Gifford’s mind raced with images of the soccer field, his initial reactions to what he thought was an unwelcoming home, and the wells and wells of tears. What he originally perceived as their cold and stark nature was simply the spirit of his aunt and uncle struggling to reconcile their unthinkable grief. He realized that all along, his discomfort and resentment had been due to his own misconceptions, not their display of affection. With the abrupt crash of a car, they had graciously taken him into their home, and he had left them. He had discarded his belongings on the floor along with any intention to return, and yet they had followed him.

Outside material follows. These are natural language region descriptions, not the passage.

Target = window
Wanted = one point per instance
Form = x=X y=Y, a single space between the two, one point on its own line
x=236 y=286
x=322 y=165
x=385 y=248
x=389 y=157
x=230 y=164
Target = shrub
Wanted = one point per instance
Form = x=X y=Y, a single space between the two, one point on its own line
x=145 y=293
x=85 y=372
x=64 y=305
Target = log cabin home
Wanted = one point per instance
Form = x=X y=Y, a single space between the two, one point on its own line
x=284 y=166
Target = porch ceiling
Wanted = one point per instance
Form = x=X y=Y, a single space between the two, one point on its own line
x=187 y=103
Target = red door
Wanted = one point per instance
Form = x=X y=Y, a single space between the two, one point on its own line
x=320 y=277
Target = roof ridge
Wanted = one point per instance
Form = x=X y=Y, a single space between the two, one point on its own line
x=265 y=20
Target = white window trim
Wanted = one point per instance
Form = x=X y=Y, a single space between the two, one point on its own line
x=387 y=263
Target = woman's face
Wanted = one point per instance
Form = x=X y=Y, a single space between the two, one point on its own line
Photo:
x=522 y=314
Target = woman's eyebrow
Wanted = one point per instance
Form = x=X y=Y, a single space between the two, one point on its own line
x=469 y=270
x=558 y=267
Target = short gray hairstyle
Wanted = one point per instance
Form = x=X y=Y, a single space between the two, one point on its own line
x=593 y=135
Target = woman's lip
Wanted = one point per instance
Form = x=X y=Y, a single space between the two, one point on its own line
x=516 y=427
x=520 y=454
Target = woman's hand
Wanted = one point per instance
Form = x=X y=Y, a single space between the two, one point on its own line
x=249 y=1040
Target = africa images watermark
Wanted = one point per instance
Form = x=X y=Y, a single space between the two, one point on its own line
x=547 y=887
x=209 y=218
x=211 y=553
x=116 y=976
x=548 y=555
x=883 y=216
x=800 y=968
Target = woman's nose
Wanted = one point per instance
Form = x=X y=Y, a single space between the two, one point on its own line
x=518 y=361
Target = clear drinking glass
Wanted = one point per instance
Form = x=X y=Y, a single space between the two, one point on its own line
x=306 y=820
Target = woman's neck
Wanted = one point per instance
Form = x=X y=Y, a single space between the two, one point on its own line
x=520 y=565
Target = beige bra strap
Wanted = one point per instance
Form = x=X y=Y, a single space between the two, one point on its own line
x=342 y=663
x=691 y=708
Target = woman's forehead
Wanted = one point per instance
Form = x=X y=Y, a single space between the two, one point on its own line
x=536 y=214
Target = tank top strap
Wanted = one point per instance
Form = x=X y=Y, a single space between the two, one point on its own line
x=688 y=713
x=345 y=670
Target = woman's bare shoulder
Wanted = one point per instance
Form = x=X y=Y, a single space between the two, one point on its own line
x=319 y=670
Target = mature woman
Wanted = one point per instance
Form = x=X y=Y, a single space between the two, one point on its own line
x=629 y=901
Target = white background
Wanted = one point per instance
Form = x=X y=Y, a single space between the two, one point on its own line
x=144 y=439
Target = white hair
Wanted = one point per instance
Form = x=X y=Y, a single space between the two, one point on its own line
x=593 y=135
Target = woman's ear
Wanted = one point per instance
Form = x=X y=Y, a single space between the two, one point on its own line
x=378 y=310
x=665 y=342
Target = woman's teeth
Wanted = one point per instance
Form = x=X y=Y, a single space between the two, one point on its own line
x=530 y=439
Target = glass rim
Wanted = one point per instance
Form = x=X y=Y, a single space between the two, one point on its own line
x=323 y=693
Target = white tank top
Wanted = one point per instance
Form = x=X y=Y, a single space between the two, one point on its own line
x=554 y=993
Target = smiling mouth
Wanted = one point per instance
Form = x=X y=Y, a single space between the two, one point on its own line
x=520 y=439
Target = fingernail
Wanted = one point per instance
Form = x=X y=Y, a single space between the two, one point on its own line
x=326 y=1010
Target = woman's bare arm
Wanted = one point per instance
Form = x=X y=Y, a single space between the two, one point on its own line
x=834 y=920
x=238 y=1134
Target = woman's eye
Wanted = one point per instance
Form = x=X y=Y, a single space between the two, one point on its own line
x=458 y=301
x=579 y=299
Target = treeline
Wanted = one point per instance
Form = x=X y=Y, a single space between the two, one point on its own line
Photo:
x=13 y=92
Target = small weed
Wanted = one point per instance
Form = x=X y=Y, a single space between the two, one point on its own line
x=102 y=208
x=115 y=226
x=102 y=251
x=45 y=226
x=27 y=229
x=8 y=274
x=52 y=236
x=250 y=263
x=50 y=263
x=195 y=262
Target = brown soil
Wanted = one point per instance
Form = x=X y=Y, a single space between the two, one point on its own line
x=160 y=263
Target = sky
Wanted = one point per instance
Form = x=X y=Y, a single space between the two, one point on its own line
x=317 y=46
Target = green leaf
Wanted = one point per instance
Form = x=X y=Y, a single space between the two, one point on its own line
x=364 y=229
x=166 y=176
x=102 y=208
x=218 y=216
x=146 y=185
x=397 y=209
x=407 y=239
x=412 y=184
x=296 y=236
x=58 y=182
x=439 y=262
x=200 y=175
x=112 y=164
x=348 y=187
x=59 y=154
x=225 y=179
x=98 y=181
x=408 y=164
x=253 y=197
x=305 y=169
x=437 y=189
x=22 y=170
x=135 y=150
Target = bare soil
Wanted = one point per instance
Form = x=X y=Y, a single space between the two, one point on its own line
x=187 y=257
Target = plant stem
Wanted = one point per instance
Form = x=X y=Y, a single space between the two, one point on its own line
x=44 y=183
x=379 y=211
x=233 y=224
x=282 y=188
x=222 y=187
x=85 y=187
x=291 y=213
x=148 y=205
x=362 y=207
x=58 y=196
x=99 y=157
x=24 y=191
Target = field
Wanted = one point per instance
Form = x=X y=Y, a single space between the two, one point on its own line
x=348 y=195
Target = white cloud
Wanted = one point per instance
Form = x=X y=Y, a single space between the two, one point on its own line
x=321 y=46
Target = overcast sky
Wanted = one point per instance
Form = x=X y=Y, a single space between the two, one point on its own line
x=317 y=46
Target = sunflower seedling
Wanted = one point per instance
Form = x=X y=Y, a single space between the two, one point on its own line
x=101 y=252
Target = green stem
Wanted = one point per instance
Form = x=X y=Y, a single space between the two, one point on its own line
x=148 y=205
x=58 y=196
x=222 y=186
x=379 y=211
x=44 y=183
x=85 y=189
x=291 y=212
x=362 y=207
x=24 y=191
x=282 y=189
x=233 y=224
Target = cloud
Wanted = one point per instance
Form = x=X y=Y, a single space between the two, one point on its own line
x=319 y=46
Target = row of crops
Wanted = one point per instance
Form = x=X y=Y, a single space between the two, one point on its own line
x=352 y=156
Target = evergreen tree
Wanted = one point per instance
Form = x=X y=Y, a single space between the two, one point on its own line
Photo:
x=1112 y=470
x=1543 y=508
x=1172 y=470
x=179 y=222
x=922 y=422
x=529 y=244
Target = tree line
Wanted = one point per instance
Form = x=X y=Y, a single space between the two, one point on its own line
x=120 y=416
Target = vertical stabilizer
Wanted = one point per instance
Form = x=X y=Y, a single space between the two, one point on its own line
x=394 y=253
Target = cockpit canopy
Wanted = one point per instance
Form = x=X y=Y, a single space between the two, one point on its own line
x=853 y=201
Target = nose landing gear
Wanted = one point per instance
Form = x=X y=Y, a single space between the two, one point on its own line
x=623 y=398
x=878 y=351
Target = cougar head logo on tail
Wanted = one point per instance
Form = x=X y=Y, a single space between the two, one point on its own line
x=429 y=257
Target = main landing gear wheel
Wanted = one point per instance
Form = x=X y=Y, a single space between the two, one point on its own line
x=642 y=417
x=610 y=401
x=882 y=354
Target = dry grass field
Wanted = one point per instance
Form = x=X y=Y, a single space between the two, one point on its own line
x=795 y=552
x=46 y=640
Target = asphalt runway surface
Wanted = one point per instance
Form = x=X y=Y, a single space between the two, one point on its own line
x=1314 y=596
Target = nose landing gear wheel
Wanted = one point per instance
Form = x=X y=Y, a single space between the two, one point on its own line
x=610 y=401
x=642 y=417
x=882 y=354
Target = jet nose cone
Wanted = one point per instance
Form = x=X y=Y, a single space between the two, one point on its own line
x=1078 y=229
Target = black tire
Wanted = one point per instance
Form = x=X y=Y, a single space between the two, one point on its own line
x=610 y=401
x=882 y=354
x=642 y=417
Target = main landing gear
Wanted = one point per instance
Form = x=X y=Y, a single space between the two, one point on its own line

They knew his thoughts and they knew where he was going; even more so, they knew him.
His mind was too overwhelmed to comprehend their words and his tears were too heavy to allow him to see their faces, but he took a step forward and embraced his aunt and uncle, his makeshift saviors. He could feel a bond that had never before existed but was already too strong to ever be broken. He looked into their eyes—a new sort of wishing well—and smiled an effortless smile that radiated through the station and cemented all its cracks. Gifford took the one leftover penny from his pocket and placed it into his uncle’s hand as they walked away from their troubles and back into the terminal.